It's the number that can make or break our day, the one hanging over our head when we are trying on new clothes at Target and the one that shouldn't matter, but often means the most.
The number on the scale.
There's a line that is too fine and blurry for most of us when it comes to caring about health and simply obsessing over our looks. Unfortunately for me, I didn't realize I crossed that line until it had completely taken over my mental health.
I'll never forget that moment in high school when I looked at the scale for the one-hundredth time to see any "progress" after my workout. Instead of seeing numbers I saw a false reflection of my worth. I had classified each number that that would appear as an indication of beauty or superficial need.

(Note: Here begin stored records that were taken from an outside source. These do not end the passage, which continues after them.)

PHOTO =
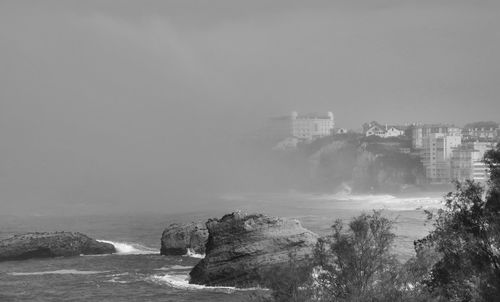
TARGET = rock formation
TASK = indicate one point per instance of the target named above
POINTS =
(56, 244)
(177, 239)
(242, 249)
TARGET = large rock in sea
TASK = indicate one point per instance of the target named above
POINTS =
(177, 239)
(242, 249)
(55, 244)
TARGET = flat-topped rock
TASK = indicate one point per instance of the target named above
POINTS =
(242, 249)
(54, 244)
(178, 239)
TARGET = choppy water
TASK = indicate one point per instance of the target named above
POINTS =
(138, 273)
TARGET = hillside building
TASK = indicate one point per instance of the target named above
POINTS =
(310, 127)
(419, 133)
(436, 156)
(467, 161)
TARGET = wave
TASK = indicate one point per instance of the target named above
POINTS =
(193, 254)
(126, 248)
(58, 272)
(179, 281)
(383, 201)
(174, 268)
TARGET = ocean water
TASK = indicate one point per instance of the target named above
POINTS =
(138, 273)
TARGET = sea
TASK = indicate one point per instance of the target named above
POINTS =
(137, 272)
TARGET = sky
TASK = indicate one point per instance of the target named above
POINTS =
(137, 104)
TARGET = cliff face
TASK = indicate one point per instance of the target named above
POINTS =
(242, 248)
(366, 166)
(43, 245)
(178, 238)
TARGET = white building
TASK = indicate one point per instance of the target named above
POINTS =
(467, 161)
(381, 131)
(436, 156)
(421, 132)
(312, 126)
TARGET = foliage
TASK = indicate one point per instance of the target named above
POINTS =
(356, 265)
(466, 239)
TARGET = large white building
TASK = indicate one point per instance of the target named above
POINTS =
(436, 156)
(421, 132)
(467, 161)
(312, 126)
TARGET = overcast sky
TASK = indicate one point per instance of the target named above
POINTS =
(112, 102)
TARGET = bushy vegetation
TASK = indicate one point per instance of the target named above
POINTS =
(459, 260)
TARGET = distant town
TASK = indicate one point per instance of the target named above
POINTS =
(446, 152)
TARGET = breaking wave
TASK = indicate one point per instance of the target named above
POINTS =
(174, 268)
(58, 272)
(179, 281)
(125, 248)
(193, 254)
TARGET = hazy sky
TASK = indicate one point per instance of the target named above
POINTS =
(127, 102)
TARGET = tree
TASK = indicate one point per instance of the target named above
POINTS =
(466, 239)
(356, 264)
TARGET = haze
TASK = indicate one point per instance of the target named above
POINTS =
(134, 105)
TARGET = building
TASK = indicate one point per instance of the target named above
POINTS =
(384, 131)
(436, 156)
(467, 161)
(485, 134)
(420, 132)
(375, 130)
(394, 131)
(310, 127)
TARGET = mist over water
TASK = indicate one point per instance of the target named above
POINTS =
(123, 107)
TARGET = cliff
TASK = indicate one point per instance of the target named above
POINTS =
(366, 164)
(43, 245)
(177, 239)
(242, 249)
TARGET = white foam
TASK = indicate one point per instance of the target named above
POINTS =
(384, 201)
(182, 282)
(126, 248)
(58, 272)
(193, 254)
(174, 267)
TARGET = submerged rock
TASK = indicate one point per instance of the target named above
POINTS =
(178, 239)
(55, 244)
(242, 249)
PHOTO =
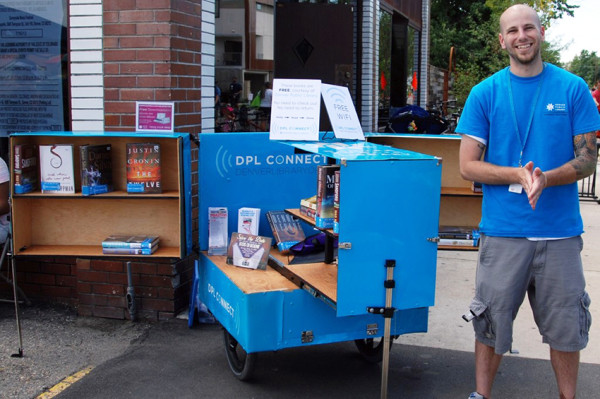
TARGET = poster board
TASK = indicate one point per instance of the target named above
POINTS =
(295, 109)
(342, 113)
(154, 116)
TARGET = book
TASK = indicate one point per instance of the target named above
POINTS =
(129, 251)
(248, 220)
(287, 230)
(325, 193)
(250, 251)
(57, 174)
(130, 241)
(474, 242)
(217, 230)
(143, 168)
(96, 169)
(25, 168)
(336, 202)
(460, 232)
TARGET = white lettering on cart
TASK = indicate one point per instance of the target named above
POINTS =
(220, 300)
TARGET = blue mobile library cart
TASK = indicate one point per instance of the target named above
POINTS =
(389, 203)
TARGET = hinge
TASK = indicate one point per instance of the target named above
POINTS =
(307, 337)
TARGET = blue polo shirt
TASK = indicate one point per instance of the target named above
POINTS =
(545, 113)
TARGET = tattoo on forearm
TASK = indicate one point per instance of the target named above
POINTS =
(586, 154)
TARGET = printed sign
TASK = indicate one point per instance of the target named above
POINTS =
(154, 116)
(342, 113)
(295, 109)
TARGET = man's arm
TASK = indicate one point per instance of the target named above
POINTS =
(473, 168)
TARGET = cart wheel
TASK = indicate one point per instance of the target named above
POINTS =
(240, 362)
(371, 349)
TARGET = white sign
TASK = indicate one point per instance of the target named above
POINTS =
(342, 113)
(295, 109)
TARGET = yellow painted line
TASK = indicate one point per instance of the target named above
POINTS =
(65, 383)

I let the numbers on the scale come alive, taunt me and take control of my life. Instead of thinking about school work, family, sports or even myself as a person; I was thinking about my weight and getting new, smaller numbers. I convinced myself that my life would be exactly what I wanted if I could just look a certain way; the way society wanted me to look.
It pains me to look back and see all the time I sacrificed obsessing and planning over my appearance. I let false perceptions of what really mattered in life drive me to insanity and starvation. I wasn't just starving for food, I craved to be desired, liked, admired and flawless. But then what?
This is the problem with superficial goals, they never stop. Instead of investing in ourselves, we become convinced that we need to make money, be liked, or in my case be skinny in order to have a happy life. We put our souls on hold while we chase the unattainable, and it leads to the exact opposite. The sad part is that we are actually confused if we finally reach these goals and still feel emptiness.
I remember getting somewhat of the body I dreamed of, but it still wasn't good enough. There was an even better body on my social media feed or a smaller sized dress. The numbers on the scale still taunted me and I wasn't happy with the reflection in the mirror. I was living for an object, and not for anything of actual value.
That's when I knew it had to stop. I wasn't being healthy I was being controlled. From that day on I realized it would be an everyday battle to overcome the obsession I allowed myself to enter, but it would be worth it. And it was.
I now know that is perfectly okay to care about my health and desire to be fit, but it's not okay to make that my only purpose in life. Just like anything in this world, It's temporary.
Nothing temporary is worth our eternity, because there comes a point when we need to ask what we are living for and if it matters. If what matters to us is as temporary as likes, looks, and titles, what will be left when they are gone?